Chewing gum, cigarette butts and bottle tops had been distributed randomly across the area and sunk into its outer membrane, become one with tarmac, stone, dirt, water, mud. If you were to cut out ten square centimetres of it like you do with fields on school geography trips-ten centimetres by ten centimetres wide and ten more deep-you’d find so much to analyse, so many layers, just so much matter-that your study of it would branch out and become endless until, finally, you threw your hands up in despair and announced to whatever authority it was you were reporting to: There’s too much here, too much to process, just too much.

I arrived at the re-enactment area from the south.
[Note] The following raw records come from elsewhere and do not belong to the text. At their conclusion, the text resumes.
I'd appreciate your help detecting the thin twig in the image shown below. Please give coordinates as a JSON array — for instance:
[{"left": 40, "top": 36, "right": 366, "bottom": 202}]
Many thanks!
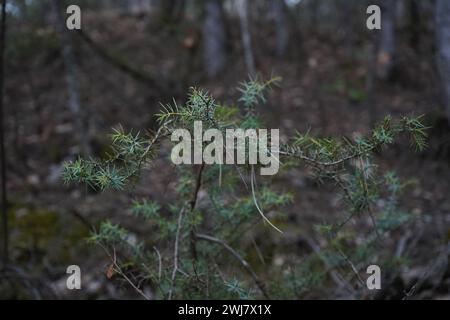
[
  {"left": 98, "top": 243, "right": 150, "bottom": 300},
  {"left": 250, "top": 165, "right": 282, "bottom": 233},
  {"left": 195, "top": 233, "right": 271, "bottom": 299},
  {"left": 188, "top": 163, "right": 205, "bottom": 265},
  {"left": 358, "top": 157, "right": 381, "bottom": 240},
  {"left": 403, "top": 241, "right": 450, "bottom": 299},
  {"left": 153, "top": 246, "right": 162, "bottom": 281},
  {"left": 251, "top": 236, "right": 266, "bottom": 265},
  {"left": 168, "top": 207, "right": 184, "bottom": 300},
  {"left": 336, "top": 247, "right": 365, "bottom": 287},
  {"left": 302, "top": 235, "right": 353, "bottom": 292},
  {"left": 190, "top": 164, "right": 205, "bottom": 211}
]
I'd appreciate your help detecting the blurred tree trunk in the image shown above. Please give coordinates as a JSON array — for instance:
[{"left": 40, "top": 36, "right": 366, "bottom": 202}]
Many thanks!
[
  {"left": 376, "top": 0, "right": 396, "bottom": 79},
  {"left": 366, "top": 40, "right": 377, "bottom": 127},
  {"left": 203, "top": 0, "right": 227, "bottom": 78},
  {"left": 51, "top": 0, "right": 91, "bottom": 156},
  {"left": 237, "top": 0, "right": 255, "bottom": 75},
  {"left": 159, "top": 0, "right": 184, "bottom": 23},
  {"left": 160, "top": 0, "right": 176, "bottom": 19},
  {"left": 271, "top": 0, "right": 289, "bottom": 58},
  {"left": 0, "top": 0, "right": 8, "bottom": 266},
  {"left": 310, "top": 0, "right": 319, "bottom": 31},
  {"left": 435, "top": 0, "right": 450, "bottom": 124},
  {"left": 407, "top": 0, "right": 420, "bottom": 51},
  {"left": 128, "top": 0, "right": 149, "bottom": 14},
  {"left": 340, "top": 0, "right": 354, "bottom": 57}
]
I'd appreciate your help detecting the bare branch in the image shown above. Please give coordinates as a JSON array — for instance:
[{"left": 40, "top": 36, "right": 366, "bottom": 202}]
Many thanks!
[
  {"left": 195, "top": 233, "right": 271, "bottom": 299},
  {"left": 168, "top": 207, "right": 184, "bottom": 300},
  {"left": 98, "top": 244, "right": 150, "bottom": 300}
]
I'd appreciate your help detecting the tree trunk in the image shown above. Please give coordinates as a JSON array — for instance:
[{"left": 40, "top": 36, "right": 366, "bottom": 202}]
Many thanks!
[
  {"left": 203, "top": 0, "right": 227, "bottom": 78},
  {"left": 51, "top": 0, "right": 90, "bottom": 155},
  {"left": 159, "top": 0, "right": 184, "bottom": 23},
  {"left": 310, "top": 0, "right": 319, "bottom": 31},
  {"left": 237, "top": 0, "right": 255, "bottom": 75},
  {"left": 340, "top": 0, "right": 354, "bottom": 57},
  {"left": 376, "top": 0, "right": 396, "bottom": 79},
  {"left": 436, "top": 0, "right": 450, "bottom": 124},
  {"left": 0, "top": 0, "right": 8, "bottom": 267},
  {"left": 408, "top": 0, "right": 420, "bottom": 51},
  {"left": 271, "top": 0, "right": 289, "bottom": 58}
]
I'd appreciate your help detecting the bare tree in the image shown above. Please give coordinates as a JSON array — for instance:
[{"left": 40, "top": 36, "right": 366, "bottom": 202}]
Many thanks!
[
  {"left": 0, "top": 0, "right": 8, "bottom": 267},
  {"left": 339, "top": 0, "right": 354, "bottom": 56},
  {"left": 158, "top": 0, "right": 185, "bottom": 23},
  {"left": 203, "top": 0, "right": 227, "bottom": 78},
  {"left": 271, "top": 0, "right": 289, "bottom": 58},
  {"left": 128, "top": 0, "right": 151, "bottom": 14},
  {"left": 436, "top": 0, "right": 450, "bottom": 124},
  {"left": 51, "top": 0, "right": 90, "bottom": 155},
  {"left": 407, "top": 0, "right": 420, "bottom": 51},
  {"left": 376, "top": 0, "right": 396, "bottom": 79},
  {"left": 310, "top": 0, "right": 319, "bottom": 31},
  {"left": 237, "top": 0, "right": 255, "bottom": 75}
]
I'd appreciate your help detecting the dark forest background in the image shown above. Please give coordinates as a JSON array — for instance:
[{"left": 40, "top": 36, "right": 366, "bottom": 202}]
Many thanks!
[{"left": 0, "top": 0, "right": 449, "bottom": 299}]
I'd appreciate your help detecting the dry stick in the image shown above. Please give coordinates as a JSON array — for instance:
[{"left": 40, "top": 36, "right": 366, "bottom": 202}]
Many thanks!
[
  {"left": 403, "top": 241, "right": 450, "bottom": 300},
  {"left": 195, "top": 233, "right": 271, "bottom": 300},
  {"left": 250, "top": 165, "right": 282, "bottom": 233},
  {"left": 0, "top": 0, "right": 8, "bottom": 267},
  {"left": 251, "top": 236, "right": 266, "bottom": 266},
  {"left": 206, "top": 202, "right": 269, "bottom": 269},
  {"left": 153, "top": 246, "right": 162, "bottom": 281},
  {"left": 212, "top": 258, "right": 226, "bottom": 283},
  {"left": 168, "top": 207, "right": 184, "bottom": 300},
  {"left": 188, "top": 163, "right": 205, "bottom": 264},
  {"left": 69, "top": 208, "right": 93, "bottom": 230},
  {"left": 302, "top": 236, "right": 354, "bottom": 294},
  {"left": 140, "top": 261, "right": 166, "bottom": 297},
  {"left": 358, "top": 157, "right": 381, "bottom": 240},
  {"left": 184, "top": 163, "right": 206, "bottom": 287},
  {"left": 336, "top": 247, "right": 365, "bottom": 287},
  {"left": 333, "top": 176, "right": 359, "bottom": 232},
  {"left": 98, "top": 244, "right": 150, "bottom": 300},
  {"left": 395, "top": 231, "right": 411, "bottom": 258},
  {"left": 190, "top": 163, "right": 205, "bottom": 211}
]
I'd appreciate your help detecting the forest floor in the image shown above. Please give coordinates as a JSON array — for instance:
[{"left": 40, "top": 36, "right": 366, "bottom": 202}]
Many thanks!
[{"left": 2, "top": 12, "right": 450, "bottom": 299}]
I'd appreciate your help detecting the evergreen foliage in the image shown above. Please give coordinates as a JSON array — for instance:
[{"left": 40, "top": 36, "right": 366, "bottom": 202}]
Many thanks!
[{"left": 62, "top": 77, "right": 428, "bottom": 299}]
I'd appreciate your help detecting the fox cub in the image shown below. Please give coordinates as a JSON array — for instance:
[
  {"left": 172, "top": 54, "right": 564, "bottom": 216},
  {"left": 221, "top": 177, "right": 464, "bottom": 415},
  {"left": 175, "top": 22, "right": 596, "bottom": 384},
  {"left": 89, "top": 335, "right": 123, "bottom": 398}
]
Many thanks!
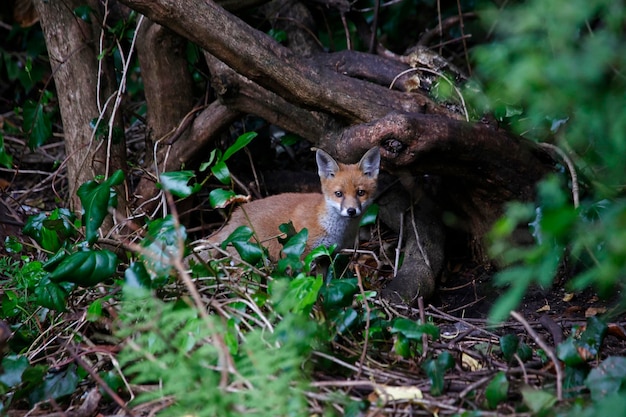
[{"left": 197, "top": 147, "right": 380, "bottom": 261}]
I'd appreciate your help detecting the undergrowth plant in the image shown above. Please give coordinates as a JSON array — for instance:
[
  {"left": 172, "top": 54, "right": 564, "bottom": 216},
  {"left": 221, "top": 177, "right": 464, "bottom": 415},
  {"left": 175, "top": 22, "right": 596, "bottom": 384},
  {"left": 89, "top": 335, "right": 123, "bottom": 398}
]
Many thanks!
[{"left": 471, "top": 0, "right": 626, "bottom": 322}]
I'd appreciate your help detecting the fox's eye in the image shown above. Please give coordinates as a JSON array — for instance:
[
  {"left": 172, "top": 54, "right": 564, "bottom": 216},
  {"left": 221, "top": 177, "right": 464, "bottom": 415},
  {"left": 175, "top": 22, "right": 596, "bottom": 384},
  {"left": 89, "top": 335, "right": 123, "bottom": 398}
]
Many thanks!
[
  {"left": 335, "top": 191, "right": 343, "bottom": 198},
  {"left": 357, "top": 189, "right": 366, "bottom": 197}
]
Police tape had been unwound across the street where Shakespeare Road ran into Coldharbour Lane, beneath a bridge that crossed the road perpendicular to the bridge I’d been stopped by on the day of the actual shooting. A policeman had been posted there to turn traffic away. I showed him the pass Naz had biked over to me one hour earlier; he let me through. Naz came over to greet me, but I paused beside the policeman and asked him:

“Were you here on the day the shooting happened?”

“No,” he said.

“I mean, not here here, but just on the other side of the cordoned-off area?”

“I wasn’t there that day,” he said.

I stared at him intently for a few more seconds, then walked on with Naz.

“Slept well?” Naz asked.

I hadn’t slept at all. My tiredness made the dappled pattern of wet and dry patches on the pavement stand out more intensely. The air was bright but not bright-blue: the sun was beaming from behind a thin layer of white cloud. Its light cast shadows and reflections: from the bollards and the phone box and on the surfaces of puddles.